Monday, September 28, 2009

McDonald’s Scales Back Prices in China


Published: February 5, 2009
HONG KONG — When McDonald’s sharply lowers the price of the Filet-O-Fish sandwich and double cheeseburger in China, one thing is clear: the global slowdown has truly arrived in the once-sizzling Asian economy.

McDonald’s announced Thursday that residents of China, the world’s most populous nation, would now be able to feast on four new combo McDonald’s meals — the other two feature a chicken filet sandwich and a pork burger — for 16.50 yuan, or $2.41, a cut of up to one-third from the former price.

The promotion, McDonald’s said, is “in line with the government’s direction to stimulate domestic demand” and “help build a stronger economy.” As the economy slows, “we can do our part by helping stimulate domestic demand in the restaurant sector,” said Jeff Schwartz, chief executive of McDonald’s China.

McDonald’s is not the only food retailer to have lowered prices in China Others, like KFC, also have started promotions as consumers in China begin to fret about slowing growth and rising unemployment. But the price reduction by one of the world’s best-known companies highlights how the downturn that began in the United States has changed shopping and selling patterns as far away as China.

Just a year ago, the prices of staples like pork, rice and cooking oil were soaring, lifting inflation and threatening to overheat the Chinese economy, which had recorded double-digit growth for half a decade. Now, with growth slowing to 9 percent in 2008, and expected to be even lower this year, the pressure is on for retailers to entice shoppers with special deals.
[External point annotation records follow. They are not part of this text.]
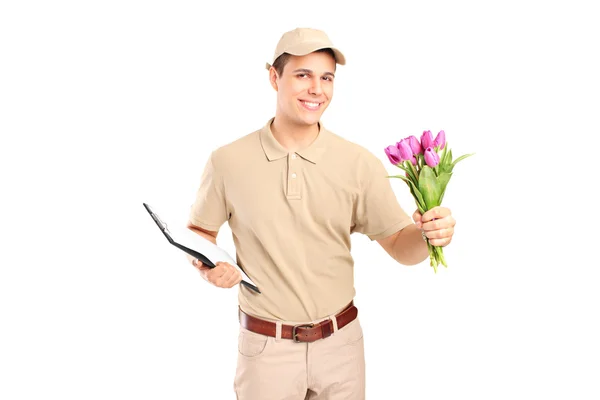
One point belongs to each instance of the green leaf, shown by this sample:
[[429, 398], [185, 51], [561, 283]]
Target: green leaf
[[443, 180], [461, 158], [418, 197], [411, 172], [429, 188]]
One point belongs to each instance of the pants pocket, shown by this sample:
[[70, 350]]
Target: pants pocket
[[252, 344]]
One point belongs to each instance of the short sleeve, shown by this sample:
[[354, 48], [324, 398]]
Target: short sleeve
[[209, 210], [378, 213]]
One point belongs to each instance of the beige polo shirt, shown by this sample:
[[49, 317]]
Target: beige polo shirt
[[291, 216]]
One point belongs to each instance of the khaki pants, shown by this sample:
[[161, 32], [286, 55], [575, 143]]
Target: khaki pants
[[270, 368]]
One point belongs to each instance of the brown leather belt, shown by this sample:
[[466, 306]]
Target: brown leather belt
[[302, 332]]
Standard and Poor’s, the ratings agency, said on Thursday that it expected China to grow about 6.5 to 7 percent this year and to pick up steam slightly next year, with a pace of 7.8 to 8.3 percent in 2010. And S.& P.’s chief economist for the Asia Pacific region, Subir Gokarn, said he expected consumer price inflation to slow to 1.7 to 2.2 percent this year, from 5.9 percent in 2008.

Still, China remains attractive because of the size of the market and growth rates that are still ahead of those in most of the rest of the world. McDonald’s is planning to expand in China, which is now one of its fastest-growing markets.

McDonald’s opened its first restaurant in China in the southern city of Shenzhen in 1990. Since then, the number of outlets has mushroomed to 1,050, staffed by more than 60,000 employees. Another 175 restaurants are planned for this year.

McDonald’s has been a rare beneficiary of the global downturn, as shoppers around the world switch to lower-priced goods. Last week, the company reported that sales had continued to climb during the last three months of 2008, when nearly every other industry reported a sharp downturn.